A power cord consists of a plug, the cordage, and a strain relief connector to secure the cord to the device. The hard-wired power cord consists of a plug, the cordage, and a strain relief device to secure the cord to the equipment enclosure. The detachable power cord, also known as a power cord set, consists of a plug, cordage, and a connector or receptacle.
Furthermore, you can plug an extension cord into an outlet if it is designed for outdoor use. Do not plug an extension cord or power strip into it. You can buy a power cord for your television if it is still under warranty or replace it yourself if you have some basic electrical skills.
How do you plug in a power cord?
Power cords are an important part of any electrical system. They provide a low resistance path for the current to flow through. Power cords consist of a core of metal wire offering good conductivity, such as copper or aluminum, along with other material layers, including insulation, tapes, screens, armoring for mechanical protection, and sheathing. These additional layers are designed principally to allow the metal core to continue to conduct electrical current safely in the environment it is installed.

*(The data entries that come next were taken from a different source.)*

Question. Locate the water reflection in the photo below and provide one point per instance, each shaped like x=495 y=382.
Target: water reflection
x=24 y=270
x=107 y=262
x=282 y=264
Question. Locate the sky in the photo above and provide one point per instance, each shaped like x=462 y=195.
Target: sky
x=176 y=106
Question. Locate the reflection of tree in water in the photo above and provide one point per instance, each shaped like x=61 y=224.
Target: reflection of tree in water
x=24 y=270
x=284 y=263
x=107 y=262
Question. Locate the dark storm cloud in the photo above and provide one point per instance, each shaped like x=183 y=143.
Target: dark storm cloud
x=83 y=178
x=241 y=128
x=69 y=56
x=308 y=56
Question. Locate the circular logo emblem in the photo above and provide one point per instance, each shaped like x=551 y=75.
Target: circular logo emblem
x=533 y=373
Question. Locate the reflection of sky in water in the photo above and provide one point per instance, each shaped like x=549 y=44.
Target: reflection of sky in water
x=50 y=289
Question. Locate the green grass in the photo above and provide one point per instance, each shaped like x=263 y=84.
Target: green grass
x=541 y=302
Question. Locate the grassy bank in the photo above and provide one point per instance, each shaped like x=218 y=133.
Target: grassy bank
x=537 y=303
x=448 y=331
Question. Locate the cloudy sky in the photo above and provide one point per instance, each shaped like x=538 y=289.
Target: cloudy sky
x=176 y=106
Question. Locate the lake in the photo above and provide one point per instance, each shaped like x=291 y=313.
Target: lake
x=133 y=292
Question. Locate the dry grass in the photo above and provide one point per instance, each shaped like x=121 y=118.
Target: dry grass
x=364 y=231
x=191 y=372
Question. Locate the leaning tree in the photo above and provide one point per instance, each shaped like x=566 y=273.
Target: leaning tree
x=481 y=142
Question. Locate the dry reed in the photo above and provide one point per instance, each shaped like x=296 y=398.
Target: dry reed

How do you plug in a power cord?
All power cords are not created equal. If a wall-mounted socket or socket on an appliance does not have a three-prong plug, the power cord that connects the appliance to it may not be interchangeable with other appliances with those plugs. Some three-pronged plugs are unavailable in other countries, and some two-pronged plugs are available in both U.S. and Canadian versions (one model of each), but not all countries allow them. Aftermarket adapters may be required in certain cases if the outlet is physically unable to support a particular style of plug.